LinkedIn Profile Optimisation: A Practical Guide for Australian Professionals


Your LinkedIn profile is probably the first thing a recruiter or potential client sees when they search your name. For many Australian professionals, it’s also the only digital portfolio they have. So it needs to work hard.

I’ve reviewed hundreds of LinkedIn profiles over the years, and the same mistakes come up again and again. The good news is that most of them are easy to fix. Let’s work through the key sections.

Your Headline

The default LinkedIn headline is your current job title and company. That’s fine, but it’s a missed opportunity. You have 220 characters to tell people what you do and who you help.

Weak: “Marketing Manager at ABC Corp”

Strong: “Marketing Manager | B2B SaaS Growth | Content Strategy & Paid Acquisition | Melbourne”

The strong version tells recruiters exactly what your specialisation is and where you’re based. In Australia’s market, including your city can help with local search results.

Your About Section

This is your elevator pitch. Most people either leave it blank or write a dry third-person bio that reads like a corporate press release.
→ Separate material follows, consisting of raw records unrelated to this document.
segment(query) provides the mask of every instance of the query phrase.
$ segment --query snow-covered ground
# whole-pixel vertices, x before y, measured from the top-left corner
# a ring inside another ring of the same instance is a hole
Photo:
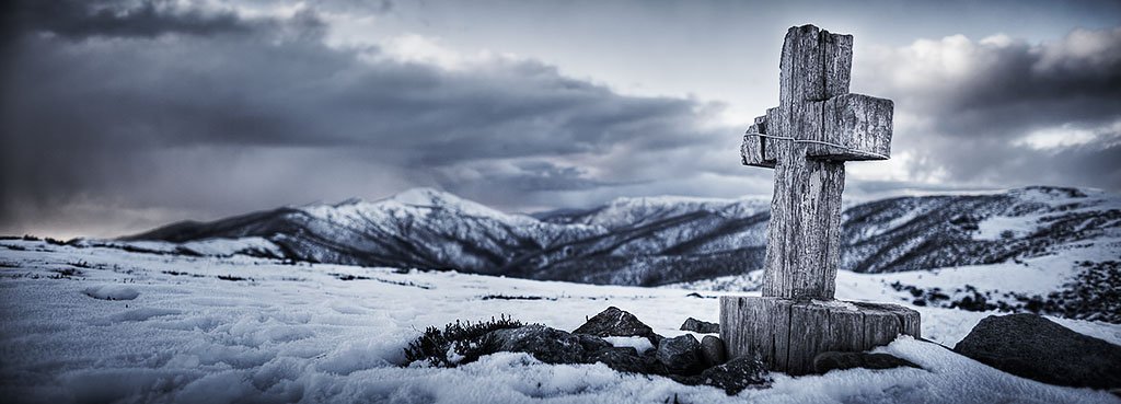
[[[921,276],[951,279],[970,270],[978,268]],[[920,275],[842,273],[839,297],[898,300],[887,286],[891,276]],[[1011,282],[1011,275],[1000,277]],[[1003,374],[906,337],[880,350],[925,370],[776,374],[773,387],[735,397],[603,365],[544,365],[524,354],[493,355],[455,369],[401,366],[402,348],[424,328],[500,314],[572,330],[614,305],[658,333],[677,336],[686,318],[716,321],[714,296],[728,293],[693,297],[691,292],[3,240],[0,397],[49,403],[1119,402],[1104,392]],[[947,346],[991,314],[916,309],[924,336]],[[1121,325],[1056,321],[1121,342]]]

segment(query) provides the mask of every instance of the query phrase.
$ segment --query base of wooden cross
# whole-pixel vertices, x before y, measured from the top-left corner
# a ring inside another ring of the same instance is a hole
[[[918,312],[895,305],[780,297],[723,296],[720,337],[728,357],[759,355],[771,370],[814,371],[826,351],[865,351],[899,334],[919,334]]]

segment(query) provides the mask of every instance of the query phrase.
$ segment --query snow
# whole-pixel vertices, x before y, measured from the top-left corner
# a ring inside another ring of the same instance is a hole
[[[57,269],[73,268],[67,263],[74,261],[89,265],[59,276]],[[454,369],[401,366],[402,348],[421,330],[455,320],[509,314],[572,330],[586,316],[614,305],[636,314],[655,332],[675,337],[685,333],[677,328],[689,316],[708,321],[717,316],[717,299],[692,297],[691,291],[680,288],[284,265],[244,256],[184,257],[21,240],[0,241],[0,396],[9,401],[1118,402],[1105,392],[1050,386],[1000,373],[909,338],[880,350],[925,369],[851,369],[806,377],[775,374],[771,388],[749,389],[735,397],[713,387],[620,374],[602,364],[545,365],[525,354],[497,354]],[[342,281],[337,274],[360,277]],[[224,281],[220,275],[245,281]],[[839,285],[839,294],[846,299],[895,296],[893,291],[884,291],[883,278],[843,274],[841,281],[847,286]],[[85,293],[108,286],[130,288],[137,296],[109,301]],[[482,299],[488,295],[544,299]],[[924,337],[949,346],[991,314],[917,310],[923,313]],[[1119,325],[1057,321],[1121,342]]]
[[[82,291],[87,296],[101,300],[133,300],[140,295],[137,290],[124,285],[90,286]]]
[[[654,342],[646,337],[605,337],[603,338],[615,348],[634,348],[639,352],[654,349]]]

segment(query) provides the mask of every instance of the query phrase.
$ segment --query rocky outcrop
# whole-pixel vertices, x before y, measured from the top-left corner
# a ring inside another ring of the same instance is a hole
[[[1036,314],[991,315],[954,351],[1043,383],[1121,387],[1121,346],[1084,336]]]
[[[897,367],[918,368],[910,360],[888,354],[872,352],[821,352],[814,357],[814,371],[824,374],[834,369],[891,369]]]
[[[661,340],[661,336],[654,333],[650,325],[639,321],[634,314],[615,306],[608,307],[600,314],[587,319],[587,322],[573,330],[573,333],[595,337],[643,337],[655,346]]]

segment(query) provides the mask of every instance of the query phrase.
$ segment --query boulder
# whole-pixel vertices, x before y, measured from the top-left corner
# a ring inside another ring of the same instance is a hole
[[[824,374],[833,369],[891,369],[897,367],[918,368],[910,360],[901,359],[888,354],[872,352],[821,352],[814,357],[814,371]]]
[[[720,337],[704,336],[701,339],[701,358],[704,359],[705,367],[725,362],[728,352],[724,351],[724,340],[721,340]]]
[[[693,334],[663,339],[658,343],[657,358],[671,374],[695,375],[704,369],[701,342]]]
[[[584,347],[580,338],[540,324],[490,332],[498,350],[527,352],[546,364],[578,364]]]
[[[612,347],[611,342],[608,342],[600,337],[576,334],[576,338],[580,339],[580,346],[584,348],[584,352],[592,354]]]
[[[728,395],[736,395],[748,387],[770,385],[767,365],[756,357],[742,356],[724,365],[714,366],[701,373],[700,384],[720,387]]]
[[[602,362],[608,367],[627,373],[648,374],[650,373],[647,361],[634,348],[604,348],[587,358],[589,362]]]
[[[1060,386],[1121,387],[1121,346],[1036,314],[990,315],[954,351],[1010,374]]]
[[[615,306],[595,314],[573,333],[595,337],[646,337],[654,345],[658,345],[658,340],[661,339],[661,336],[654,333],[654,329],[639,321],[634,314]]]
[[[701,321],[694,318],[685,319],[682,323],[682,331],[693,331],[698,333],[720,333],[720,324]]]

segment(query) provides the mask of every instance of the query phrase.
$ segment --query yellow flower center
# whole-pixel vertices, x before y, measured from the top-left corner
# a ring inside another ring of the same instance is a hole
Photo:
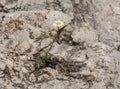
[[[56,23],[56,25],[60,25],[60,24],[61,24],[61,22],[60,22],[60,21],[56,21],[55,23]]]

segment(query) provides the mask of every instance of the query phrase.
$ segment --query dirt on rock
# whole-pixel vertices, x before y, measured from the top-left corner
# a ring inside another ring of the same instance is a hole
[[[119,3],[0,0],[0,89],[120,89]]]

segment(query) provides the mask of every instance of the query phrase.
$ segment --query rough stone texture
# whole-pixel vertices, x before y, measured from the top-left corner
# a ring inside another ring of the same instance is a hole
[[[0,89],[120,89],[119,4],[0,0]]]

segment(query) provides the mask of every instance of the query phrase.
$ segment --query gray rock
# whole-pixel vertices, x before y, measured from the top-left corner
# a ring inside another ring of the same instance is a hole
[[[88,24],[85,23],[85,26],[76,28],[72,33],[73,41],[81,42],[95,42],[97,41],[97,34],[94,29],[92,29]]]
[[[4,61],[0,60],[0,69],[4,70],[5,66],[6,66],[6,63]]]

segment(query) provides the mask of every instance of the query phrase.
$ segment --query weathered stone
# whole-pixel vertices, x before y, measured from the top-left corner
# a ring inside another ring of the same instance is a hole
[[[97,41],[97,34],[94,29],[89,25],[77,28],[72,33],[73,41],[82,43],[82,42],[95,42]]]

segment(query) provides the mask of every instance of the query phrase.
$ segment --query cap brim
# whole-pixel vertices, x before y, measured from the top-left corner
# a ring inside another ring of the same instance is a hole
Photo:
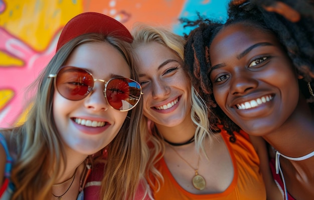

Write in first person. Be specific about what you do, who you’ve done it for, and what results you’ve achieved. Include a call to action at the end, whether that’s inviting people to connect, visit your portfolio, or reach out about opportunities.

Here’s a structure that works:

  1. Opening hook (1-2 sentences about what drives you professionally)
  2. What you do (your core skills and experience areas)
  3. Key achievements (2-3 specific, measurable outcomes)
  4. What’s next (what you’re looking for or working on)
  5. Contact info (email or portfolio link)

Keep it under 300 words. People skim on LinkedIn.

Experience Section

Don’t just list your responsibilities. For each role, include:

  • A brief description of the role and company
  • 3-5 bullet points highlighting achievements, not duties
  • Quantified results wherever possible (percentages, dollar amounts, time saved)

Weak: “Responsible for managing the company’s social media accounts”

Strong: “Grew Instagram following from 2,000 to 15,000 in 12 months through a content strategy focused on behind-the-scenes brand storytelling. Increased engagement rate from 1.2% to 4.8%.”

This is criminally underused. LinkedIn’s Featured section lets you pin posts, articles, links, and media at the top of your profile. This is where your portfolio comes alive on LinkedIn.

Pin your best work:

  • Links to case studies or project write-ups
  • Published articles or blog posts
  • Presentations or slide decks
  • Your portfolio website URL
  • Media coverage or awards

Aim for 3-6 featured items. Update them regularly.

Skills and Endorsements

LinkedIn’s algorithm uses your skills section for search matching. Make sure your top three skills align with what you want to be known for. Remove outdated or irrelevant skills that dilute your profile.

Ask colleagues to endorse your most important skills. Reciprocate. It takes two minutes and it genuinely affects how your profile appears in recruiter searches.

Recommendations

Written recommendations carry weight. Aim for at least two or three from people who can speak to your professional capabilities. Former managers, clients, and project collaborators are ideal.

When asking for a recommendation, make it easy: suggest a specific project or achievement they could reference. People are usually happy to help but struggle with what to write without guidance.

Activity and Content

Posting on LinkedIn signals that you’re active and engaged in your industry. You don’t need to post daily. Once or twice a week is plenty.

Share insights from your work, comment thoughtfully on industry news, or write short posts about lessons learned. The goal is to demonstrate expertise, not to become an influencer.

The Profile Photo

Use a professional, recent photo where your face is clearly visible. Natural lighting works better than studio shots for most industries. Smile. Look approachable. This isn’t your passport photo.

A custom banner image that reflects your industry or personal brand is a nice touch. Canva has free templates specifically for LinkedIn banners.

Final Thought

Your LinkedIn profile is a living document. Set a reminder to review and update it every quarter. Add new achievements, refresh your headline if your focus has shifted, and keep your Featured section current.

It’s the most accessible portfolio tool you have. Make it count.